Untuk mendalaminya, KPK memeriksa delapan saksi di Gedung KPK, Jakarta, Senin (21/2), untuk tersangka Angin dalam penyidikan kasus dugaan tindak pidana pencucian uang (TPPU).

“Para saksi hadir dan didalami pengetahuannya, antara lain terkait dengan pembelian sejumlah aset oleh tersangka APA dengan menggunakan identitas pihak-pihak tertentu,” ucap Plt. Juru Bicara KPK Ali Fikri dalam keterangannya di Jakarta, Selasa.

Delapan saksi, yaitu tujuh dari pihak swasta masing-masing Mulyatsih Wahyumurti, Sugito Mas, Aldy Garnadi Gardjito, Tri Hariastuti, Ani Melania, Purnomo Sidi, Kiagus Risyiqan Urfani, dan perwakilan dari PT Pardika Wisthi Sarana.

Dua saksi lainnya yang juga dipanggil untuk tersangka Angin tidak menghadiri panggilan, yakni Machzarwan dan Sri Lestari, keduanya dari pihak swasta.

“Tidak hadir dan tanpa konfirmasi. KPK mengimbau agar kooperatif hadir pada agenda pemanggilan selanjutnya,” kata Ali.

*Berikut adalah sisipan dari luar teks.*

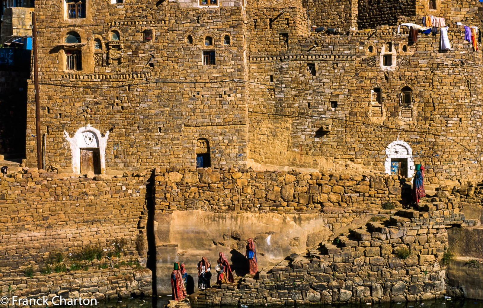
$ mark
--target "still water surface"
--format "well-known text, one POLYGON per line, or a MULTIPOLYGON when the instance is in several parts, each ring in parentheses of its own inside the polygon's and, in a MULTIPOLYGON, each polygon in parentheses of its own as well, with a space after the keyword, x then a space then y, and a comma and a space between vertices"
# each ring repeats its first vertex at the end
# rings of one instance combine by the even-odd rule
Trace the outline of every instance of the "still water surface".
MULTIPOLYGON (((163 308, 171 299, 164 295, 156 298, 145 297, 127 298, 117 301, 99 303, 96 308, 163 308)), ((483 301, 465 298, 444 298, 421 302, 384 303, 371 305, 360 304, 333 304, 301 306, 307 308, 483 308, 483 301)), ((249 308, 266 308, 266 306, 249 308)), ((228 308, 226 307, 225 308, 228 308)), ((243 308, 243 307, 241 308, 243 308)), ((298 307, 298 308, 300 308, 298 307)))

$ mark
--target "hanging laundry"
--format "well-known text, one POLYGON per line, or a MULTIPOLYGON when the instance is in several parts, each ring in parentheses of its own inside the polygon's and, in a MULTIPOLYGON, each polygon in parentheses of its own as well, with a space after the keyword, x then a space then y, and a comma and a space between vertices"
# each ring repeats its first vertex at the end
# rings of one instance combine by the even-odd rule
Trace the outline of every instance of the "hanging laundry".
POLYGON ((468 26, 465 26, 465 41, 471 42, 471 28, 468 26))
POLYGON ((415 43, 418 40, 418 29, 412 27, 409 27, 409 36, 408 37, 408 42, 415 43))
MULTIPOLYGON (((471 42, 473 43, 473 50, 477 51, 478 50, 478 44, 476 42, 476 34, 478 33, 478 27, 471 27, 471 42)), ((466 36, 466 31, 465 31, 466 36)))
POLYGON ((428 29, 430 29, 431 28, 429 27, 424 27, 423 26, 419 26, 419 25, 416 25, 416 24, 412 24, 412 23, 405 23, 404 24, 401 24, 398 27, 398 33, 399 33, 399 28, 401 28, 401 26, 405 26, 407 27, 412 27, 415 29, 417 29, 418 30, 421 30, 421 31, 424 31, 425 30, 427 30, 428 29))
POLYGON ((446 24, 444 22, 444 18, 442 17, 431 16, 433 18, 433 26, 437 27, 439 28, 442 28, 446 27, 446 24))
POLYGON ((441 28, 441 39, 440 43, 441 45, 441 50, 451 50, 451 45, 450 44, 450 40, 448 38, 448 27, 443 27, 441 28))
POLYGON ((433 23, 431 22, 431 16, 429 15, 426 15, 423 17, 423 25, 425 27, 432 27, 433 25, 433 23))

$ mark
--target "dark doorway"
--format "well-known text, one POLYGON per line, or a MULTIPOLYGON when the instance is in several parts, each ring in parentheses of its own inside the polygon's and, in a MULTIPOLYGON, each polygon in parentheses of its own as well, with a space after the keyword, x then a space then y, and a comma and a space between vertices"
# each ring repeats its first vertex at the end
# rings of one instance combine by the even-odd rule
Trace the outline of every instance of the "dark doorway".
POLYGON ((100 154, 98 148, 81 149, 81 173, 91 171, 100 174, 100 154))
POLYGON ((211 167, 210 153, 196 154, 196 168, 207 168, 209 167, 211 167))
POLYGON ((391 159, 391 174, 397 174, 402 178, 408 177, 408 159, 392 158, 391 159))

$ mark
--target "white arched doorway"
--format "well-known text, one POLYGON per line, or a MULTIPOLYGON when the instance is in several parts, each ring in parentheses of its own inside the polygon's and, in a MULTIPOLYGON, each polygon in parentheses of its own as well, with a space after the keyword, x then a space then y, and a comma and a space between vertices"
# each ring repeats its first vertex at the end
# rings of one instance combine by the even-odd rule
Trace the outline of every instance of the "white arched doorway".
POLYGON ((89 171, 96 174, 106 172, 106 145, 109 132, 103 138, 100 132, 89 124, 82 127, 71 138, 66 131, 64 134, 72 152, 72 170, 85 174, 89 171))
POLYGON ((411 146, 402 140, 396 140, 386 148, 386 173, 412 178, 414 174, 414 160, 411 146))

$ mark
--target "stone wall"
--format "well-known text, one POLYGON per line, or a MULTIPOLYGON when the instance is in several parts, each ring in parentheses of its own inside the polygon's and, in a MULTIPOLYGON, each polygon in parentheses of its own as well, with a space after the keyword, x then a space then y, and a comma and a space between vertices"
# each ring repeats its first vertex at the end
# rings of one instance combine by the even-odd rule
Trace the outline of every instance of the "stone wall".
POLYGON ((2 294, 106 298, 151 294, 145 268, 148 177, 69 177, 36 168, 0 175, 2 294), (99 251, 94 261, 83 256, 89 248, 99 251), (62 257, 48 261, 57 255, 62 257))
POLYGON ((307 305, 423 300, 442 296, 446 228, 472 225, 452 203, 402 210, 369 222, 308 253, 290 256, 236 285, 192 295, 195 306, 307 305), (407 250, 402 253, 401 250, 407 250))
POLYGON ((195 286, 198 261, 213 264, 219 252, 243 276, 248 238, 257 241, 260 266, 270 268, 364 224, 384 203, 400 206, 399 181, 385 175, 173 168, 154 176, 160 294, 170 290, 173 261, 186 265, 195 286))
POLYGON ((331 207, 380 209, 401 200, 397 176, 251 168, 156 168, 156 210, 322 211, 331 207))
POLYGON ((422 34, 409 45, 407 28, 398 33, 394 27, 420 24, 426 14, 444 17, 449 25, 478 25, 479 2, 438 2, 430 12, 427 1, 388 7, 359 2, 359 14, 364 8, 379 14, 373 7, 384 7, 377 20, 391 26, 377 31, 349 30, 357 11, 353 1, 337 8, 313 1, 242 2, 199 7, 194 0, 93 0, 86 18, 75 21, 66 19, 53 0, 38 3, 47 166, 72 172, 77 149, 64 131, 71 136, 88 124, 99 139, 110 132, 107 173, 194 166, 200 138, 209 141, 214 167, 253 161, 388 172, 387 148, 399 140, 431 176, 481 177, 480 54, 464 41, 462 28, 450 27, 453 50, 440 52, 438 36, 422 34), (395 19, 399 15, 404 17, 395 19), (321 23, 342 30, 310 32, 309 25, 321 23), (153 31, 152 40, 144 39, 145 30, 153 31), (70 31, 79 33, 80 45, 64 45, 70 31), (112 31, 119 32, 119 42, 112 41, 112 31), (205 44, 207 36, 213 45, 205 44), (101 48, 94 49, 95 40, 101 48), (392 64, 384 66, 390 42, 392 64), (82 70, 66 70, 65 52, 73 48, 82 52, 82 70), (209 50, 216 51, 214 65, 202 64, 209 50), (412 89, 411 106, 401 106, 405 86, 412 89), (371 91, 377 87, 382 98, 375 104, 371 91))

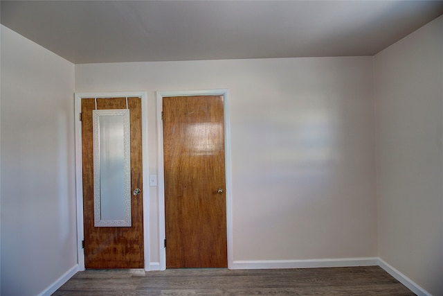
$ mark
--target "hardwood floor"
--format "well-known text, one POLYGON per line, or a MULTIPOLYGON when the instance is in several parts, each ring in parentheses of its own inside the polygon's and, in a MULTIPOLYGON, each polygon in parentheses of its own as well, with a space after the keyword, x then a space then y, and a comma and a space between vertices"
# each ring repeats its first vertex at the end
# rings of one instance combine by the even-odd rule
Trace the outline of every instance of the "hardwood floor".
POLYGON ((379 266, 274 270, 89 270, 53 295, 414 295, 379 266))

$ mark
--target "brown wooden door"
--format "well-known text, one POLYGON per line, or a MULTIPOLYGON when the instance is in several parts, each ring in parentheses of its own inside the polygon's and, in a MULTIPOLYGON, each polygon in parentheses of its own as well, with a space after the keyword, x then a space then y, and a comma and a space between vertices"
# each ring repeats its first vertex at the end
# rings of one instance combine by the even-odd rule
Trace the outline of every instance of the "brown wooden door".
MULTIPOLYGON (((128 98, 130 116, 132 227, 94 227, 92 110, 94 98, 82 99, 83 216, 86 268, 143 268, 143 207, 142 184, 141 99, 128 98)), ((126 109, 126 98, 97 98, 98 110, 126 109)))
POLYGON ((223 101, 163 98, 167 268, 228 265, 223 101))

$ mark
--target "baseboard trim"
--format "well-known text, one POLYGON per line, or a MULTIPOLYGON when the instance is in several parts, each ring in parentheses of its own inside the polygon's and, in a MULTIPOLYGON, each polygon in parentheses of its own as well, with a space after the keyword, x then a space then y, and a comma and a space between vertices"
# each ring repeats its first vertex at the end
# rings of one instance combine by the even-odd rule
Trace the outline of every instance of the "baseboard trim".
POLYGON ((160 262, 150 262, 147 268, 148 269, 145 270, 145 271, 160 270, 160 262))
POLYGON ((379 266, 383 268, 386 272, 392 276, 395 279, 403 284, 409 290, 417 294, 417 296, 432 296, 423 288, 413 281, 408 277, 394 268, 386 261, 379 258, 379 266))
POLYGON ((64 283, 68 281, 79 270, 78 264, 75 264, 71 267, 68 271, 59 277, 55 281, 54 281, 51 286, 46 288, 43 292, 37 294, 37 296, 51 296, 54 292, 60 288, 64 283))
POLYGON ((326 267, 370 266, 379 264, 377 257, 322 259, 312 260, 235 261, 229 269, 314 268, 326 267))

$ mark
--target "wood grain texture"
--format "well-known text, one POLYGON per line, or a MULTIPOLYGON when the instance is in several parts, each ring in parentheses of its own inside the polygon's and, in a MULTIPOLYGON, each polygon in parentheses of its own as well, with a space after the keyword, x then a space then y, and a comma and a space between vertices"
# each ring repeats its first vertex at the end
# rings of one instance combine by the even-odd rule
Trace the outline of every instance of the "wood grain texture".
POLYGON ((54 295, 393 295, 415 294, 379 266, 78 272, 54 295), (141 271, 142 272, 143 271, 141 271), (126 275, 126 277, 125 276, 126 275))
POLYGON ((166 267, 227 267, 223 96, 163 98, 163 110, 166 267))
MULTIPOLYGON (((128 98, 131 126, 131 227, 94 227, 93 147, 92 110, 93 98, 82 99, 82 153, 83 213, 86 268, 141 268, 144 265, 141 150, 141 101, 128 98)), ((126 109, 125 98, 97 98, 97 109, 126 109)))

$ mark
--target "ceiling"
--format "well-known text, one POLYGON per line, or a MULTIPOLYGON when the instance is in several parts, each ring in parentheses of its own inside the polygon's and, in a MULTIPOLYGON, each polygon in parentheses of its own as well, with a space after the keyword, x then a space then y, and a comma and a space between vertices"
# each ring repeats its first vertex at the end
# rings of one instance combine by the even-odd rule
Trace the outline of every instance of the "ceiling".
POLYGON ((1 22, 75 63, 372 55, 443 1, 3 1, 1 22))

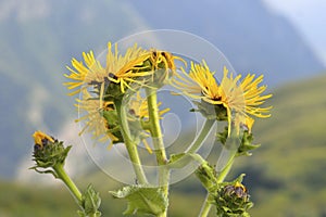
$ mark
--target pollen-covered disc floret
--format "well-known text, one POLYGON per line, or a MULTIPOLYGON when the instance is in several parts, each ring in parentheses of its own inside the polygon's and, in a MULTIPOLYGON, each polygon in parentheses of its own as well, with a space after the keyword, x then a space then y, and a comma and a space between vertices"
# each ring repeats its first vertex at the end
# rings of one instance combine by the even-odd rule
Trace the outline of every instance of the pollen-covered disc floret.
POLYGON ((268 114, 271 106, 260 107, 266 99, 272 97, 272 94, 261 95, 266 90, 266 86, 259 87, 263 76, 254 79, 255 75, 249 74, 240 80, 241 75, 234 77, 224 67, 224 76, 218 84, 205 62, 202 64, 191 62, 189 74, 185 69, 181 72, 181 75, 174 79, 174 86, 183 93, 201 100, 199 111, 205 115, 212 115, 214 112, 216 119, 223 120, 225 115, 220 113, 225 113, 229 129, 234 125, 239 133, 239 126, 246 125, 251 130, 253 124, 251 116, 262 118, 271 116, 268 114), (215 107, 212 110, 210 105, 215 107))
POLYGON ((84 62, 72 60, 72 66, 67 69, 71 72, 70 75, 65 74, 65 77, 73 81, 65 82, 67 89, 76 89, 70 94, 76 94, 82 89, 89 86, 93 86, 98 89, 98 92, 103 95, 104 87, 109 82, 114 82, 120 86, 122 92, 129 86, 129 82, 135 81, 138 77, 148 76, 151 72, 141 72, 143 61, 150 56, 147 50, 143 50, 137 44, 133 48, 127 49, 124 55, 118 53, 117 44, 112 51, 111 42, 108 43, 108 53, 105 58, 105 65, 96 60, 93 52, 83 53, 84 62))

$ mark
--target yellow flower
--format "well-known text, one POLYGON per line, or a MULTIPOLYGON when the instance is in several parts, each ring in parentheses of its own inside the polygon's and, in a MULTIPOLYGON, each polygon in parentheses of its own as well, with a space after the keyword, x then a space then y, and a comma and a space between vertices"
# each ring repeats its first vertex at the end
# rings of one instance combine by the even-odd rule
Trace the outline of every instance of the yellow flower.
POLYGON ((43 143, 46 141, 54 142, 52 137, 46 135, 45 132, 42 132, 40 130, 35 131, 34 135, 33 135, 33 138, 34 138, 34 143, 38 144, 40 148, 43 146, 43 143))
POLYGON ((85 126, 79 132, 79 136, 84 132, 90 132, 92 139, 100 142, 105 142, 108 140, 113 142, 118 141, 118 138, 115 137, 110 130, 111 126, 108 124, 106 119, 102 115, 102 111, 113 110, 110 107, 113 103, 111 102, 100 102, 96 100, 92 95, 86 90, 83 90, 83 100, 77 99, 78 104, 76 106, 79 110, 79 113, 86 113, 84 116, 79 117, 75 122, 85 122, 85 126))
POLYGON ((249 74, 240 81, 241 75, 234 78, 224 67, 224 76, 218 85, 214 73, 205 62, 202 65, 191 62, 190 73, 187 74, 184 68, 181 72, 183 74, 176 76, 177 79, 174 80, 175 87, 193 99, 223 105, 227 113, 229 129, 234 123, 237 124, 237 132, 239 125, 246 125, 251 130, 253 119, 250 116, 261 118, 271 116, 268 113, 272 106, 260 107, 272 97, 272 94, 261 95, 266 90, 266 86, 258 87, 263 81, 262 75, 254 79, 255 75, 249 74))
POLYGON ((78 62, 76 59, 72 60, 73 68, 67 66, 71 72, 65 77, 73 81, 64 82, 67 89, 76 89, 70 95, 79 93, 82 89, 92 85, 99 85, 100 95, 103 97, 105 81, 112 81, 120 85, 121 91, 125 92, 125 88, 129 87, 129 82, 135 81, 137 77, 151 75, 151 72, 141 72, 139 68, 143 61, 149 59, 150 53, 135 44, 127 49, 124 55, 121 55, 115 44, 112 51, 111 42, 108 43, 108 53, 105 66, 103 67, 99 61, 95 59, 93 52, 83 53, 84 62, 78 62), (80 89, 82 88, 82 89, 80 89))

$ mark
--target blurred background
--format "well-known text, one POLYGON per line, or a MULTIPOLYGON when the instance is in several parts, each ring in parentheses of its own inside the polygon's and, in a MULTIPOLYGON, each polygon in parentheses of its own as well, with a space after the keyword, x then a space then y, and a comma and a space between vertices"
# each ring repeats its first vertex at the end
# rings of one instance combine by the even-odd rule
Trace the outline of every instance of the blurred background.
MULTIPOLYGON (((121 216, 125 203, 108 194, 121 184, 85 153, 63 74, 84 51, 164 28, 212 42, 238 73, 265 75, 274 108, 254 126, 262 146, 229 177, 247 174, 252 216, 325 217, 325 10, 322 0, 0 0, 0 216, 76 216, 59 181, 28 170, 37 129, 74 143, 70 173, 102 192, 104 216, 121 216)), ((203 199, 193 177, 174 184, 171 216, 197 216, 203 199)))

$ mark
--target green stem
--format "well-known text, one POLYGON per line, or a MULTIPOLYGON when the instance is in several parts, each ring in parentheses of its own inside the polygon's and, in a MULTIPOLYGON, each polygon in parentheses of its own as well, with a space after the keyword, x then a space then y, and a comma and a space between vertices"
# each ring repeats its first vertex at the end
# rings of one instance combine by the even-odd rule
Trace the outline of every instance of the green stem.
MULTIPOLYGON (((227 146, 229 149, 235 149, 237 148, 237 136, 235 133, 231 132, 230 135, 230 144, 228 144, 227 146)), ((225 148, 224 148, 225 149, 225 148)), ((217 183, 221 183, 224 181, 225 177, 228 175, 234 162, 235 162, 235 157, 236 157, 236 154, 237 154, 237 150, 228 150, 230 151, 230 154, 228 156, 228 159, 227 159, 227 163, 225 165, 225 167, 221 170, 221 171, 217 171, 218 173, 218 176, 217 176, 217 183)), ((206 217, 211 210, 211 207, 212 207, 212 204, 210 203, 211 201, 211 194, 208 192, 208 195, 204 200, 204 203, 202 205, 202 208, 201 208, 201 212, 200 212, 200 217, 206 217)))
POLYGON ((201 128, 199 136, 197 137, 196 141, 191 144, 191 146, 188 148, 186 153, 193 154, 200 149, 200 146, 202 145, 202 142, 204 141, 204 139, 211 131, 214 123, 215 123, 214 119, 205 120, 204 126, 201 128))
POLYGON ((203 206, 201 207, 199 217, 206 217, 211 210, 212 204, 209 203, 211 201, 211 194, 208 193, 203 206))
POLYGON ((70 176, 65 173, 62 164, 57 164, 53 166, 53 169, 58 176, 59 179, 61 179, 65 186, 68 188, 75 200, 78 202, 78 204, 82 203, 82 193, 74 183, 74 181, 70 178, 70 176))
POLYGON ((124 143, 126 145, 126 149, 128 151, 130 161, 133 163, 133 167, 134 167, 134 171, 136 174, 137 177, 137 181, 141 184, 146 184, 148 183, 147 178, 145 176, 145 171, 142 169, 141 166, 141 162, 139 158, 139 153, 137 150, 137 144, 133 141, 131 137, 130 137, 130 130, 129 130, 129 125, 127 122, 127 114, 126 114, 126 110, 122 106, 122 102, 121 101, 115 101, 114 102, 115 107, 116 107, 116 113, 118 116, 118 125, 121 128, 121 133, 124 138, 124 143))
MULTIPOLYGON (((170 169, 166 167, 167 157, 163 142, 162 129, 160 126, 160 112, 158 105, 158 94, 155 88, 147 88, 147 103, 149 112, 150 132, 153 140, 154 153, 159 165, 159 184, 167 199, 170 169)), ((162 216, 166 216, 166 213, 162 216)))

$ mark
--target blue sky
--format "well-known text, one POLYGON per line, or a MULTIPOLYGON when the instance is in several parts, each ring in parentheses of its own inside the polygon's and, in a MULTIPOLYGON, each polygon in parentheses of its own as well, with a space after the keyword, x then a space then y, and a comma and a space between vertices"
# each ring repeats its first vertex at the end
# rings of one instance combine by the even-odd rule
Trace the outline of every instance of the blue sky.
POLYGON ((264 0, 272 10, 286 16, 326 66, 326 1, 325 0, 264 0))

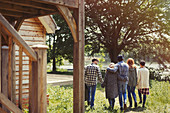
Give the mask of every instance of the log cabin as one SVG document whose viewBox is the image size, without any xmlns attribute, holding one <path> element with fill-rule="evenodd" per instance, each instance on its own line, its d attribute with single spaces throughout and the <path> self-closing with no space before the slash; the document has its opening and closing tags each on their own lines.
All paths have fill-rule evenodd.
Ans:
<svg viewBox="0 0 170 113">
<path fill-rule="evenodd" d="M 84 0 L 0 0 L 0 112 L 22 113 L 25 91 L 30 113 L 47 112 L 45 33 L 55 13 L 74 38 L 73 112 L 84 112 Z"/>
</svg>

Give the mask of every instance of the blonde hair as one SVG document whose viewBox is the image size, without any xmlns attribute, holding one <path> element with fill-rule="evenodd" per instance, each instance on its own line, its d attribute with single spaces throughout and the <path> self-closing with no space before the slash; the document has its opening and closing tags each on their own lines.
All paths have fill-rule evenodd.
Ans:
<svg viewBox="0 0 170 113">
<path fill-rule="evenodd" d="M 135 62 L 134 62 L 133 58 L 128 58 L 128 59 L 127 59 L 127 64 L 128 64 L 129 66 L 132 66 L 132 67 L 135 67 L 135 68 L 136 68 Z"/>
<path fill-rule="evenodd" d="M 109 64 L 109 67 L 110 67 L 110 68 L 114 68 L 114 66 L 115 66 L 114 63 L 110 63 L 110 64 Z"/>
</svg>

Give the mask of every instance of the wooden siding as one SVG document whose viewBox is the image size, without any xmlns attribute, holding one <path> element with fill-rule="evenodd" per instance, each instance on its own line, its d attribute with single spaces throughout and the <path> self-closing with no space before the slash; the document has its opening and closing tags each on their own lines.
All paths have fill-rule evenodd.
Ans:
<svg viewBox="0 0 170 113">
<path fill-rule="evenodd" d="M 38 18 L 26 19 L 22 23 L 19 34 L 29 46 L 46 42 L 46 30 Z M 15 66 L 16 66 L 16 104 L 19 103 L 19 47 L 15 47 Z M 29 57 L 22 52 L 22 107 L 28 108 L 29 98 Z M 26 102 L 27 101 L 27 102 Z"/>
</svg>

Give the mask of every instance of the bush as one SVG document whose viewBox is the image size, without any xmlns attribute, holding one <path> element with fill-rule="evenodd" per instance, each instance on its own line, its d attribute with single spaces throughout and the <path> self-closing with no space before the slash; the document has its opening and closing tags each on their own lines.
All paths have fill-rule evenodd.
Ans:
<svg viewBox="0 0 170 113">
<path fill-rule="evenodd" d="M 168 82 L 159 82 L 151 80 L 150 95 L 147 96 L 146 109 L 133 108 L 130 111 L 144 112 L 144 113 L 170 113 L 170 84 Z M 72 113 L 73 112 L 73 87 L 66 86 L 48 86 L 49 106 L 48 113 Z M 139 102 L 138 93 L 136 89 L 137 101 Z M 127 99 L 128 101 L 128 99 Z M 95 110 L 90 110 L 86 107 L 86 113 L 111 113 L 107 110 L 109 103 L 105 98 L 104 89 L 97 85 L 95 97 Z M 127 103 L 129 105 L 129 103 Z M 87 105 L 87 103 L 85 103 Z M 120 112 L 119 101 L 116 98 L 115 112 Z"/>
</svg>

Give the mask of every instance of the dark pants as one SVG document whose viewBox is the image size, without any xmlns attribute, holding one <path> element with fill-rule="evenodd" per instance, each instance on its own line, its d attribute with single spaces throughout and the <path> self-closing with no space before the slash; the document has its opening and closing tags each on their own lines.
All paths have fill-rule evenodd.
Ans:
<svg viewBox="0 0 170 113">
<path fill-rule="evenodd" d="M 109 101 L 109 104 L 110 104 L 110 107 L 113 109 L 114 108 L 114 104 L 115 104 L 115 99 L 110 99 L 108 98 L 108 101 Z"/>
<path fill-rule="evenodd" d="M 140 103 L 141 103 L 142 102 L 142 94 L 139 90 L 138 90 L 138 95 L 139 95 L 139 99 L 140 99 Z M 146 95 L 143 95 L 143 106 L 145 106 L 145 102 L 146 102 Z"/>
<path fill-rule="evenodd" d="M 136 94 L 135 94 L 135 87 L 127 86 L 127 90 L 128 90 L 129 103 L 130 103 L 130 106 L 132 106 L 132 97 L 131 97 L 131 94 L 133 96 L 134 102 L 137 103 L 137 101 L 136 101 Z"/>
<path fill-rule="evenodd" d="M 94 98 L 96 92 L 96 85 L 94 86 L 87 86 L 88 89 L 88 103 L 90 103 L 91 107 L 94 106 Z"/>
<path fill-rule="evenodd" d="M 124 104 L 126 104 L 127 97 L 126 97 L 126 89 L 127 89 L 127 84 L 125 83 L 118 83 L 118 90 L 119 90 L 119 104 L 120 107 L 123 108 L 123 101 L 122 101 L 122 96 L 124 98 Z"/>
</svg>

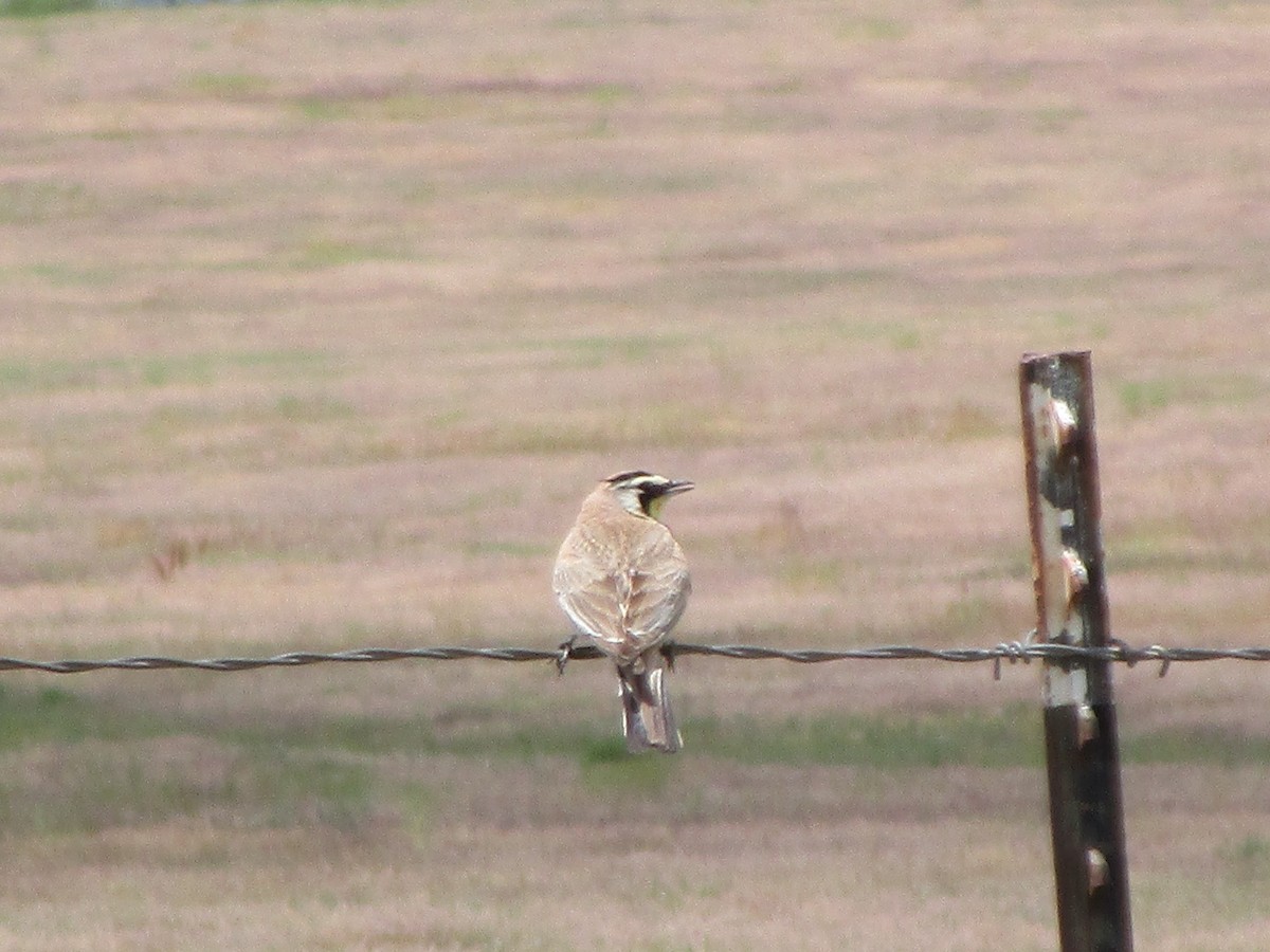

Penetapan Angin sebagai tersangka dugaan TPPU merupakan pengembangan dari kasus suap pemeriksaan perpajakan tahun 2016 dan 2017 pada Ditjen Pajak yang sebelumnya juga menjerat Angin.

KPK menduga kuat adanya kesengajaan dari tersangka Angin menyembunyikan hingga menyamarkan asal usul harta kekayaannya yang diduga dari hasil tindak pidana korupsi.